NBG-vertaling 1951

Jeremia 32:9-23 NBG-vertaling 1951 (NBG51)

9. Dus kocht ik van Chanamel, de zoon van mijn oom, de akker die in Anatot ligt, en ik wilde hem het geld, zeventien zilveren sikkelen, afwegen.

10. Dus schreef ik een koopbrief, zette mijn zegel erop, liet die door getuigen bekrachtigen en woog het geld op een weegschaal af.

11. Daarna nam ik de koopbrief, zowel die, die verzegeld was naar het voorschrift en de wettelijke bepalingen, als de open brief,

12. en gaf de koopbrief aan Baruch, de zoon van Neria, de zoon van Machseja, in tegenwoordigheid van Chanamel, de zoon van mijn oom, de getuigen die de koopbrief ondertekend hadden, en al de Judeeërs die zich in de gevangenhof bevonden.
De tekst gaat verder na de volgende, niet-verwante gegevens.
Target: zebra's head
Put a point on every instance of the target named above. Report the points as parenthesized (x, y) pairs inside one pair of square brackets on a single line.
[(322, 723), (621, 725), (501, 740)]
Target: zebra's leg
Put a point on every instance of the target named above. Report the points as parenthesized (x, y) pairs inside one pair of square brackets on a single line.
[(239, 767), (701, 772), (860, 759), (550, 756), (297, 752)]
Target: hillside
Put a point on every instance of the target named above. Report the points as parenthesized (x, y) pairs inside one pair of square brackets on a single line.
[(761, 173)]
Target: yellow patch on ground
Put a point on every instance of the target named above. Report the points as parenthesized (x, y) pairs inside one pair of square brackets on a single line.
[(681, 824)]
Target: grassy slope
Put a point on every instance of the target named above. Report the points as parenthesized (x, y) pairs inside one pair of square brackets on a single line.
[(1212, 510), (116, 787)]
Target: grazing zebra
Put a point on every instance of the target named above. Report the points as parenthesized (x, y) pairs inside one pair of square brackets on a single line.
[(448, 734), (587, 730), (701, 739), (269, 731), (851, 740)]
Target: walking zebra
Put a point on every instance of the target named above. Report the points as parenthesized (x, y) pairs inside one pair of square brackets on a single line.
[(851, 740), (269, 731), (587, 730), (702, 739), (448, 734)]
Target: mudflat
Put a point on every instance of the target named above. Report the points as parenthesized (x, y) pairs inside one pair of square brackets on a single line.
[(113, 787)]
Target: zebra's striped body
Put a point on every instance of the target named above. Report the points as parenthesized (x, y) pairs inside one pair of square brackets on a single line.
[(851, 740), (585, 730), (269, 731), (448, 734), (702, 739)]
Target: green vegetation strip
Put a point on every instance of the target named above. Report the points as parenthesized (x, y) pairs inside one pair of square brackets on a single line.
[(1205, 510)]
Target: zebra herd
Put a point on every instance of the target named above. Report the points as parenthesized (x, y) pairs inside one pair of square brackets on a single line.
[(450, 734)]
13. Toen gaf ik Baruch in hun tegenwoordigheid deze opdracht:

14. Zo zegt de Here der heerscharen, de God van Israël: Neem deze brieven, deze koopbrief, zowel de verzegelde als deze open brief, en leg ze in een aarden vat, opdat zij lange tijd bewaard blijven;

15. want zo zegt de Here der heerscharen, de God van Israël: Er zullen weer huizen, akkers en wijngaarden gekocht worden in dit land.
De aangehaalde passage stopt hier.